VII. - Sur l'article 56
L'article 56 prévoit que la Caisse nationale d'allocations familiales (CNAF) rembourse aux différents organismes payeurs le congé de paternité créé par l'article 55.
L'article LO 111-3 du code de la sécurité sociale dispose que la loi de financement de la sécurité sociale « fixe par branche les objectifs de dépenses de l'ensemble des régimes obligatoires de base comptant plus de vingt mille cotisants actifs ou retraités titulaires de droits propres ».
Dans sa réponse au questionnaire de la commission des affaires sociales du Sénat en date du 22 octobre 2001, le Gouvernement déclare que le congé de paternité « n'est pas, au sens juridique du terme, une prestation familiale. Le choix a été fait, en effet, de caler la prestation servie sur l'indemnisation des mères au titre de la maternité (...). L'indemnisation du congé de paternité a donc la même nature juridique que celle du congé de maternité ».
Mais le financement du congé de paternité, qui est « juridiquement » une prestation maladie-maternité, est pourtant pris en charge par la branche familiale, par l'intermédiaire d'un transfert.
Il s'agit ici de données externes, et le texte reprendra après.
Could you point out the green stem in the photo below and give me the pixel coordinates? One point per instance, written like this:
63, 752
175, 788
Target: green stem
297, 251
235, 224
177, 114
La CNAF « assure à la branche maladie-maternité, prestataire de service, le remboursement des dépenses au titre de l'indemnisation du congé de paternité ainsi que des frais de gestion afférents ».
L'article 56 apparaît ainsi contraire au 3o du I de l'article LO 111-3 du code de la sécurité sociale : une prestation servie par une branche déterminée doit être financée par cette même branche. Si un principe différent était retenu, quelle serait la signification du vote par le Parlement d'objectifs de dépenses par branche ?
Par ailleurs, le présent article prévoit un remboursement de la Caisse nationale d'allocation familiale à l'Etat à hauteur du montant des indemnités journalières prévu pour les fonctionnaires. Or les dépenses d'indemnités journalières sont des dépenses figurant parmi les services des prestations sociales dues par l'Etat à ses agents. Ainsi que l'a précisé le Conseil constitutionnel dans sa décision no 94-351 DC du 29 décembre 1994, « le respect des règles d'unité et d'universalité budgétaire ainsi énoncées font obstacle à ce que des dépenses qui, s'agissant des agents de l'Etat, présentent pour lui par nature un caractère permanent ne soient pas prises en charge par le budget ». La mise à la charge d'une branche de la sécurité sociale d'une dépense relevant « juridiquement » du risque maladie-maternité constitue un transfert de charge contraire à l'article 6 de l'ordonnance portant loi organique du 2 janvier 1959.
En conséquence, l'article 56 n'est conforme ni à l'article LO 111-3 du code de la sécurité sociale, ni à l'article 6 de l'ordonnance portant loi organique du 2 janvier 1959.